Мифы о театре Э. Някрошюса

Редкий в современном театре тип композиции спектакля, а также особенности частных образов, ведущие к сбою «автоматизма восприятия», не раз заставляли рецензентов писать об «отдельности» театра Някрошюса. Режиссер, по их мнению, «настолько погружен в построение своих собственных структурных связей и закрыт от внешнего мира, что не только сравнивать его с каким-либо другим театром малопродуктивно, но и общий театральный контекст немногое даст для его понимания»1. Отсюда вывод: «Эймунтаса Някрошюса можно сравнивать только с ним самим»2.

Вопреки подобным и весьма распространенным суждениям, литовский режиссер не только глубоко своеобразен, но одновременно, разумеется, связан с определенной традицией.

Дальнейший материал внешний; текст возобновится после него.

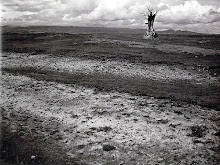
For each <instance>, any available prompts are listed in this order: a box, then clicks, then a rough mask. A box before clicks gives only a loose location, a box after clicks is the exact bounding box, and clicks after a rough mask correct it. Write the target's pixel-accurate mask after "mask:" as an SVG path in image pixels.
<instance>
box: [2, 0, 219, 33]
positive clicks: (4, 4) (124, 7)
mask: <svg viewBox="0 0 220 165" xmlns="http://www.w3.org/2000/svg"><path fill="white" fill-rule="evenodd" d="M148 7H151V8H153V9H154V10H155V11H157V12H158V13H157V16H156V20H155V29H156V30H164V29H176V30H190V31H196V32H204V33H220V0H187V1H184V0H1V6H0V8H1V24H2V25H14V26H35V25H51V26H52V25H58V26H104V27H123V28H146V25H145V24H144V23H145V22H146V17H144V15H143V13H146V12H147V8H148Z"/></svg>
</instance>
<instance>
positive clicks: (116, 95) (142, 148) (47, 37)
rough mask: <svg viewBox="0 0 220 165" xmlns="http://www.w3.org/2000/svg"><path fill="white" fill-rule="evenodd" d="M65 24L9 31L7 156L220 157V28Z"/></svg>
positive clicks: (7, 156) (3, 59) (133, 160)
mask: <svg viewBox="0 0 220 165" xmlns="http://www.w3.org/2000/svg"><path fill="white" fill-rule="evenodd" d="M60 30H62V28H43V27H39V28H38V29H35V28H26V29H25V28H20V29H19V28H18V29H14V28H5V29H4V31H3V32H4V33H3V53H2V64H1V66H2V71H3V73H2V99H1V100H2V102H1V112H2V134H1V136H2V141H1V158H2V162H3V163H5V164H6V163H9V162H10V163H14V164H22V163H23V164H135V165H136V164H143V165H145V164H218V163H219V132H220V131H219V125H220V123H219V122H220V118H219V111H218V110H219V94H220V86H219V61H220V58H219V52H220V51H219V47H218V45H217V44H216V42H218V41H219V36H218V35H217V36H214V35H200V34H178V35H177V34H162V33H161V34H160V35H159V36H160V37H159V39H158V40H155V41H146V40H143V39H142V34H143V33H142V31H135V30H134V31H132V30H127V31H126V30H125V31H123V29H122V30H118V29H107V30H106V29H98V30H97V31H96V29H93V28H91V29H87V28H85V29H81V31H80V30H79V29H78V28H75V29H74V28H73V29H71V28H69V29H66V30H65V32H68V33H61V32H60ZM74 30H75V31H74ZM171 37H172V40H171V39H170V38H171ZM180 37H181V38H183V37H185V39H187V41H188V42H186V40H185V41H184V42H183V40H181V39H179V38H180Z"/></svg>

Из уже сказанного понятно, что это традиция поэтического театра, среди крупнейших представителей которого следует назвать прежде всего таких режиссеров, как Г. Крэг, Вс. Мейерхольд, Ю. Любимов, Р. Стуруа3.

Представление о глубокой метафоричности художественного мира Някрошюса — еще один миф, и, вероятно, самый распространенный. Однако, как мы показали на многих примерах, режиссер, очевидно, предпочитает использование автологических средств сценического языка и отдельных составляющих спектакля, то есть прямой смысл вещей и действий, а не переносный. Это одна из особенностей, отличающих поэтический театр Някрошюса от театров только что названных режиссеров.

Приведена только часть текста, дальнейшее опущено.